Why LLMs don’t use schema

“The entire point of the LLM approach is to build knowledge from freeform text – not from structured data.” With this remark, Michael Curtis captured what many in SEO circles often overlook: schema markup may help search engines, but it doesn’t help language models.

Still, the opposite claim refuses to die. At conferences and in SEO groups, the idea is repeated: add schema, and you’ll appear more often in AI answers. It sounds plausible - until you examine how LLMs actually work.

Models like ChatGPT or Gemini operate through tokenization. They break text into small units – tokens – and from billions of sequences, learn probabilities of what comes next.

Consider this example:
"@type": "Organization"
During tokenization, it is split into separate tokens for “@”, “type”, and “Organization”. The explicit semantic meaning disappears. To the model, it is just text.

That is why schema cannot play a meaningful role in training. Its value lies in explicitness - and tokenization erases that explicitness.

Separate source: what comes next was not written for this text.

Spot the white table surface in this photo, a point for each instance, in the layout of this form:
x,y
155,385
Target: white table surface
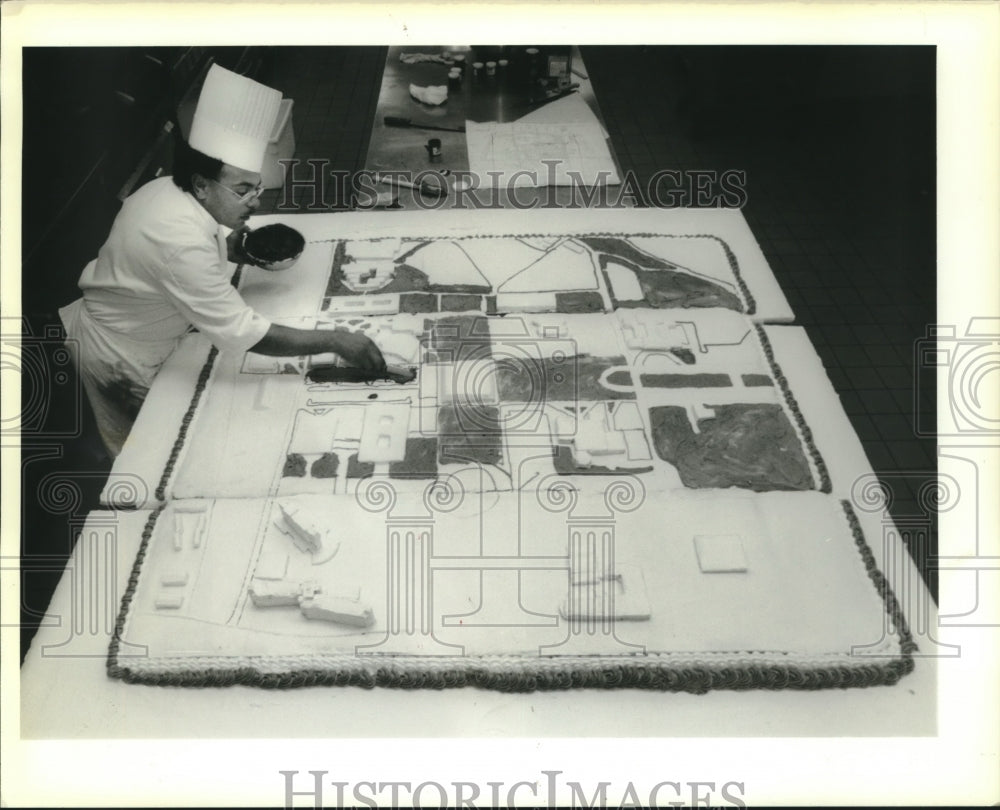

Independent experiments support this. Two product pages were created for a fictitious item: one with visible text plus schema markup, the other with only schema and otherwise blank. When queried hundreds of times, models like Gemini and ChatGPT could extract prices or SKUs only from the text-based page. The schema-only page remained invisible.

The takeaway: structured data remains essential for traditional SEO. It helps rankings, which in turn correlate with higher chances of citation in AI answers. But this is correlation, not causation.

The belief that schema markup directly drives AI mentions is less a technical truth than a persistent myth, carried forward in SEO culture more by repetition than by evidence.